May 24 FDA news release
May 7 CIDRAP News scan on the outbreak

Japan finds tick that carries SFTS virus
The tick that carries a disease called severe fever with thrombocytopenia syndrome (SFTS) has finally been found in Japan, which has had 15 cases with 8 deaths since last summer, according to a report today from Japan Daily Press (JDP). The tick was found on a woman in her 60s who was being treated at a national medical center in Iwakuni City in western Japan. She was hospitalized in early April with a high fever, difficult breathing, and intermittent loss of consciousness, the story said. After a 3-millimeter-long tick was found on her arm, the National Institute of Infectious Diseases confirmed that it carried the virus. Eight of the 15 SFTS cases reported in Japan have been fatal, the report said. Earlier this week, South Korean media reported the first confirmed SFTS cases in that country. Those reports said the pathogen, a member of the bunyavirus family, is carried by Haemaphysalis longicornis ticks.
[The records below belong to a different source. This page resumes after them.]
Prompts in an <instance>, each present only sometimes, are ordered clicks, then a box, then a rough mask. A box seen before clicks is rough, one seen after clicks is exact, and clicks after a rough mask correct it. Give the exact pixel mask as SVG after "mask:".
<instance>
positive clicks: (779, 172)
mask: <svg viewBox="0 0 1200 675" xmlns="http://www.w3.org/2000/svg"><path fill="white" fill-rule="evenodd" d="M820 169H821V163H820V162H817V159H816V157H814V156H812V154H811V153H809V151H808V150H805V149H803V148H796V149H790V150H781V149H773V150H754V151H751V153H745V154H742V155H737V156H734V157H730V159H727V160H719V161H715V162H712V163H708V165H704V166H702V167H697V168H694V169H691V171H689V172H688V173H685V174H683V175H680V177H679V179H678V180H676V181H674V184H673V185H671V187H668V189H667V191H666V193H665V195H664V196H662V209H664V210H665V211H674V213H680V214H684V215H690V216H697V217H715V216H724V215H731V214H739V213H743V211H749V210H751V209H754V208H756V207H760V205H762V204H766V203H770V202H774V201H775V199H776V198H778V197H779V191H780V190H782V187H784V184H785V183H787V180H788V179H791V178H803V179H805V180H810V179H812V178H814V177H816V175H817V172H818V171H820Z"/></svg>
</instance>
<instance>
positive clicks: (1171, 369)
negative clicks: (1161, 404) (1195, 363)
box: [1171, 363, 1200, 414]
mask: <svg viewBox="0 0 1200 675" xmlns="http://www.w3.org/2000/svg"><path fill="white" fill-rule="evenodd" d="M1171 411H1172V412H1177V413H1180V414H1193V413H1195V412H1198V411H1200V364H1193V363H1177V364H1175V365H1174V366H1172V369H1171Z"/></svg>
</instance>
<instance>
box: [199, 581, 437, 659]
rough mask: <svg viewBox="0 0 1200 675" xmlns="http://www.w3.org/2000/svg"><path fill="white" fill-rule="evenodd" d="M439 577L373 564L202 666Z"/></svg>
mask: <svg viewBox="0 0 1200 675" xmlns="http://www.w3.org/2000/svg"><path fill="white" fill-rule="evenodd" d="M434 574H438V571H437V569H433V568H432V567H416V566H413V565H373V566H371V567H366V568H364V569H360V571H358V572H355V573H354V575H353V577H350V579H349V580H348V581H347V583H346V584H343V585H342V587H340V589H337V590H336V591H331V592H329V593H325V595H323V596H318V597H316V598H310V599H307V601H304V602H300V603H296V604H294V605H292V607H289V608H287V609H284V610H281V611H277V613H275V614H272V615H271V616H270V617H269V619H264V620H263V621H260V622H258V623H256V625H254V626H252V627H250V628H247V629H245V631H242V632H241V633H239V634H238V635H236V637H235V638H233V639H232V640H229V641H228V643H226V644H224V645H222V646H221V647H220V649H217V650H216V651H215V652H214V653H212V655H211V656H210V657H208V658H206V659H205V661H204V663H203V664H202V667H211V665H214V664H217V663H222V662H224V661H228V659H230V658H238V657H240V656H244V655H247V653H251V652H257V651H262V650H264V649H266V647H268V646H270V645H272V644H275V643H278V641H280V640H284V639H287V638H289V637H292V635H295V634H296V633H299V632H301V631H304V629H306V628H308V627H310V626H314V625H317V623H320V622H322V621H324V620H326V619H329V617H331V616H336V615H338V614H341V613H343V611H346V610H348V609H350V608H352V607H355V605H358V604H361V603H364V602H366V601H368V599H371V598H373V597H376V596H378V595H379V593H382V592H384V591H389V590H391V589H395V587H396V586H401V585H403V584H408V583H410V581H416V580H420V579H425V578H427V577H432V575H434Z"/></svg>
The virus was discovered in China in 2009.
May 24 JDP story
May 22 CIDRAP News item about Korean case

Officials report 2nd recent polio case in Pakistan's tribal region
A second child has contracted polio in the North Waziristan tribal region of Pakistan near the Afghan border after the Taliban banned vaccinations there nearly a year ago, according to an Agence France-Presse (AFP) story yesterday. The child, a 3-year-old boy, is the second to contract the debilitating disease this month, and officials expect a larger outbreak, the story said. "The problem is that it is just a tip of the iceberg," said World Health Organization polio coordinator Elias Durry. "This is what will happen if we have children without polio vaccination." North Waziristan tribesmen endorsed the Taliban ban and stopped authorities from vaccinating children in a nationwide campaign in June 2012.